Andrew Lin received his bachelor’s degree in biology summa cum laude from Harvard University in 2004. He did his Ph.D. with Christine Holt at the University of Cambridge, where he studied the regulation of local protein synthesis in axonal growth cones, funded by a Gates Cambridge Scholarship and a National Science Foundation Graduate Research Fellowship. For his postdoctoral work he moved to studying olfactory sensory coding and associative memory in the fruit fly Drosophila, with Gero Miesenböck at the University of Oxford, funded by a Sir Henry Wellcome Postdoctoral Fellowship. Andrew is now a Vice-Chancellor’s Fellow at the University of Sheffield, where he started his research group in 2015, funded by a Starting Grant from the European Research Council. His lab studies how the brain sets up and maintains the correct circuit parameters to function optimally, using the Drosophila olfactory system as a model.
How does the brain recognise sensory stimuli? How does it form distinct memories for different stimuli, even very similar ones? And how does it wire itself up to process information in the best way to achieve these remarkable feats? Our research addresses these fundamental questions using the olfactory system of the fruit fly Drosophila melanogaster. Flies have a much simpler nervous system than humans but are still capable of complex behaviours such as associative memory. This simplicity, combined with the power of fly genetics, makes Drosophila an excellent model system for tackling basic questions about neural circuit function.

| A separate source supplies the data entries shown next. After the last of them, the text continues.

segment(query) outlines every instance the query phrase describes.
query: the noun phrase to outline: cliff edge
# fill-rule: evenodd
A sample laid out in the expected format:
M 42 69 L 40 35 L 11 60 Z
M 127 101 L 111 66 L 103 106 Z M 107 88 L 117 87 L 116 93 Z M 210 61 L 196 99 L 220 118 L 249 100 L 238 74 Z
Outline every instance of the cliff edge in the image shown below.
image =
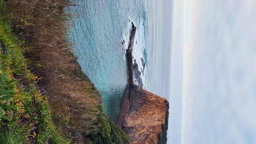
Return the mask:
M 166 143 L 168 101 L 133 84 L 132 43 L 136 31 L 132 23 L 126 50 L 129 83 L 118 126 L 126 133 L 131 143 Z
M 123 129 L 131 143 L 166 143 L 167 101 L 137 86 L 131 86 L 129 101 Z

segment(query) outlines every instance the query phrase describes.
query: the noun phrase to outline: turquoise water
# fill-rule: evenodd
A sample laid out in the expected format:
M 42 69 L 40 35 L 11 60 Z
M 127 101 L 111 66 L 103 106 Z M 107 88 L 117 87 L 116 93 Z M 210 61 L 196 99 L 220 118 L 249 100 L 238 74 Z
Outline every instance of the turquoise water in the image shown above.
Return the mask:
M 77 15 L 71 21 L 70 32 L 74 53 L 83 71 L 100 91 L 109 119 L 117 123 L 127 82 L 125 50 L 131 28 L 129 20 L 137 27 L 134 58 L 143 58 L 147 63 L 144 1 L 90 0 L 75 4 L 78 6 L 71 11 Z M 123 39 L 125 42 L 122 44 Z M 144 73 L 143 81 L 146 83 Z

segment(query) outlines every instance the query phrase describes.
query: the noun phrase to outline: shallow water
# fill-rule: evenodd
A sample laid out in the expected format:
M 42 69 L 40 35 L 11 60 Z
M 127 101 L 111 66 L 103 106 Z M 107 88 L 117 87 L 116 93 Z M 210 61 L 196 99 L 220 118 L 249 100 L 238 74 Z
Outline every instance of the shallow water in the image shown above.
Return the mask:
M 125 50 L 131 22 L 137 27 L 133 57 L 141 69 L 147 65 L 147 18 L 143 1 L 88 0 L 76 2 L 69 35 L 74 53 L 83 71 L 95 85 L 109 119 L 118 121 L 122 97 L 127 82 Z M 121 41 L 124 40 L 124 44 Z M 147 66 L 146 66 L 147 67 Z M 147 68 L 142 81 L 147 86 Z

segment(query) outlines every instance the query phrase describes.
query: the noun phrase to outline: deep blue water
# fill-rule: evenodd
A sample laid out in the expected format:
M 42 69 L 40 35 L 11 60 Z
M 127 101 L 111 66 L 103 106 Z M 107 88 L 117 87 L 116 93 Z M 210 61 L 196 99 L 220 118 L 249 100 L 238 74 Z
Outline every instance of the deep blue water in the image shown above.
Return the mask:
M 139 65 L 140 58 L 147 63 L 148 27 L 144 1 L 88 0 L 75 4 L 78 6 L 71 10 L 76 16 L 71 20 L 70 32 L 74 53 L 83 71 L 100 91 L 109 119 L 117 123 L 127 82 L 125 50 L 131 21 L 137 27 L 134 58 Z M 145 70 L 142 77 L 146 86 L 146 74 Z

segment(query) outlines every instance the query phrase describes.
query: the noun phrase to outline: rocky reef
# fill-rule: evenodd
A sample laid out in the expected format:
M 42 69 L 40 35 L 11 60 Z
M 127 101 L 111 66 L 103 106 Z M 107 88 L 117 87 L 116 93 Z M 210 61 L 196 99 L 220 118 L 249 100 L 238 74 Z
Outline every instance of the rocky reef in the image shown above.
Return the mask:
M 136 86 L 131 86 L 130 93 L 123 129 L 131 143 L 166 143 L 167 101 Z
M 133 83 L 132 45 L 136 27 L 132 25 L 126 51 L 129 83 L 124 95 L 118 124 L 127 135 L 131 143 L 166 143 L 168 103 Z

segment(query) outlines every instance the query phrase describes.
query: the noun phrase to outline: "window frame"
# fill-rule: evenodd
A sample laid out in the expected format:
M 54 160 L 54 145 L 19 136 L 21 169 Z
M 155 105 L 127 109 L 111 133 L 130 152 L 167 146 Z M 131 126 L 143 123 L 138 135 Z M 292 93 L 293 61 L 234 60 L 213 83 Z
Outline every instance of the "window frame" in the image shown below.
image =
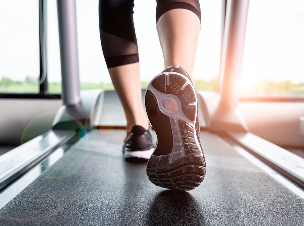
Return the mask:
M 52 94 L 48 92 L 47 70 L 47 56 L 45 51 L 45 43 L 44 29 L 46 28 L 45 19 L 44 15 L 45 13 L 46 0 L 38 0 L 39 7 L 39 81 L 43 79 L 39 86 L 38 93 L 16 93 L 0 92 L 0 98 L 29 99 L 61 99 L 61 95 Z M 43 73 L 44 73 L 44 75 Z M 43 78 L 43 77 L 44 77 Z

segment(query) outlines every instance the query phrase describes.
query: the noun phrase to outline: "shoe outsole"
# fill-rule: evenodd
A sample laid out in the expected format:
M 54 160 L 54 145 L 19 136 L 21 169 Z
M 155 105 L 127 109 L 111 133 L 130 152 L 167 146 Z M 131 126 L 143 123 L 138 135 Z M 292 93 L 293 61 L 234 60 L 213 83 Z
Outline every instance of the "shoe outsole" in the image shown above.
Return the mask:
M 192 83 L 172 69 L 163 72 L 149 83 L 145 101 L 157 137 L 147 165 L 149 179 L 167 188 L 195 188 L 204 180 L 206 165 L 195 129 L 197 104 Z M 168 108 L 168 101 L 176 106 Z

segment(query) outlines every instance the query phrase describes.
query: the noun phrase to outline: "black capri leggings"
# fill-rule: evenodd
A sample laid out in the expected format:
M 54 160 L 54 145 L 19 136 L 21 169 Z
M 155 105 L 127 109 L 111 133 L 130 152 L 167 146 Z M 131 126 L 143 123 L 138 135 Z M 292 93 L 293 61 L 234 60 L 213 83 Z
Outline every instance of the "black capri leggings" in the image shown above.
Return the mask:
M 134 0 L 99 0 L 100 40 L 108 68 L 139 61 L 133 22 Z M 171 9 L 185 8 L 201 19 L 199 0 L 157 0 L 156 22 Z

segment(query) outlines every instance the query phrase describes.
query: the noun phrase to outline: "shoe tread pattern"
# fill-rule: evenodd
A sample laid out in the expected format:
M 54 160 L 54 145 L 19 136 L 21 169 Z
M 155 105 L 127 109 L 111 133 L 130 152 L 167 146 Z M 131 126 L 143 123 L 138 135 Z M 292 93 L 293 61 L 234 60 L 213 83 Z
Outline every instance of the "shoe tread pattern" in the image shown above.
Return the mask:
M 187 84 L 186 79 L 179 75 L 169 75 L 169 82 L 167 84 L 166 75 L 161 74 L 154 78 L 150 85 L 161 93 L 173 94 L 178 97 L 183 112 L 193 125 L 196 119 L 197 121 L 197 107 L 189 103 L 196 101 L 195 91 L 188 82 Z M 201 150 L 202 149 L 200 141 L 198 140 L 198 143 L 196 141 L 200 138 L 199 127 L 195 129 L 193 126 L 187 122 L 179 120 L 182 145 L 183 145 L 183 151 L 174 152 L 172 148 L 174 144 L 171 146 L 171 149 L 167 149 L 168 143 L 170 143 L 169 137 L 172 136 L 172 125 L 167 119 L 165 121 L 162 120 L 162 117 L 164 118 L 164 115 L 160 112 L 156 98 L 148 88 L 146 97 L 147 113 L 158 138 L 156 148 L 147 164 L 147 174 L 149 179 L 156 185 L 163 187 L 183 191 L 193 189 L 202 181 L 206 172 L 205 158 Z M 152 114 L 153 112 L 156 113 Z M 198 126 L 197 123 L 195 125 Z M 168 128 L 170 128 L 170 131 L 167 131 L 166 134 L 163 131 Z M 173 142 L 173 139 L 171 140 Z M 170 163 L 171 157 L 173 161 Z

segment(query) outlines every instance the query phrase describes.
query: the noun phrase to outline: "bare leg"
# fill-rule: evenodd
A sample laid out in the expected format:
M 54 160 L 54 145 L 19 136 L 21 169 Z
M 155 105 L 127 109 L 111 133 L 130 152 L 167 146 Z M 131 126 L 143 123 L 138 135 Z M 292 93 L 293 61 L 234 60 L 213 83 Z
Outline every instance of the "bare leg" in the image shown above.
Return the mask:
M 198 17 L 188 9 L 174 9 L 162 15 L 157 25 L 165 67 L 184 68 L 194 83 L 192 72 L 200 30 Z
M 126 114 L 126 142 L 133 126 L 141 126 L 146 130 L 149 128 L 142 104 L 139 64 L 137 62 L 122 65 L 109 68 L 109 71 Z

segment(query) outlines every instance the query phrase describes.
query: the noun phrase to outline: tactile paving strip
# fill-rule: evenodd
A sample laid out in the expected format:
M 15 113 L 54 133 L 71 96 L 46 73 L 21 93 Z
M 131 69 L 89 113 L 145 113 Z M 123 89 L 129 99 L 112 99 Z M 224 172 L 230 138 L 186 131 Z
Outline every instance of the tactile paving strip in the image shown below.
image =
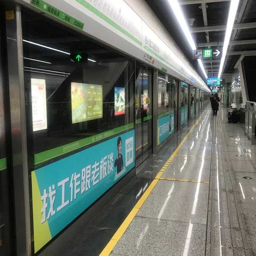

Flies can form distinct associative memories for different odours, even very similar ones, and this stimulus-specificity depends on ‘sparse coding’, in which Kenyon cells, the neurons that encode olfactory associative memories, respond sparsely to odours, i.e. only a few neurons in the population respond to each odour. This sparse coding in turn depends on a delicate balance of excitation and inhibition onto Kenyon cells. We are studying how this balance is created and maintained. By improving our understanding of how the brain balances excitation and inhibition, this work may shed light on neurological disorders, like epilepsy, where this balance goes wrong.